Kein Anlass zur Beunruhigung

Bei der Bundesagentur für Arbeit geben die Hochrechnungen für die USA allerdings noch keinen Anlass zur Beunruhigung. Pressesprecher Jürgen Wursthorn erklärte dem IT-Nachrichtenportal Golem, dass „allein die fortschreitende Technologie die Arbeitslosenzahlen nicht steigen lassen wird. Sollten Roboter eines Tages so weit sein und Fachkräfte in ihrer heutigen Tätigkeit ersetzen können, wird es im Gegenzug neue Berufsfelder geben, wo eben diese Fachkräfte wieder gebraucht werden.“

Jener zweite mögliche Effekt der Computerisierung – das räumen Frey und Osborne selbst ein – wird in der Modellrechnung der Forscher jedenfalls nicht berücksichtigt.
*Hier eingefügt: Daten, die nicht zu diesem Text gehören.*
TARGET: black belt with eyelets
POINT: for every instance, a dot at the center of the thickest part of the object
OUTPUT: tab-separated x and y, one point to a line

Ihre Prognose zeigt jedoch, Politik, Unternehmen und Beschäftigte sind zukünftig herausgefordert. Noch bessere Aus- und Weiterbildung ist gefragt, vor allem bei gering qualifizierten Beschäftigten, aber möglicherweise auch dem „Facharbeiter am Band“, wie Nico Lumma in seiner Kolumne für das Handelsblatt schreibt.

Indes hat Hiroshi Ishiguro schon eine Kopie von sich selbst bauen lassen. Laut Daily Mail soll die Attrape für ihn im Ausland Vorlesungen halten. Auf diese Weise müsse er für seine Arbeit weniger reisen.

Hiroshi Ishiguro und Kopie
Welcher ist Kopie und welcher Original? Hiroshi Ishiguro hat eine Kopie von sich selber nachbauen lassen. (Bild: Hiroshi Ishiguro Laboratory, ATR)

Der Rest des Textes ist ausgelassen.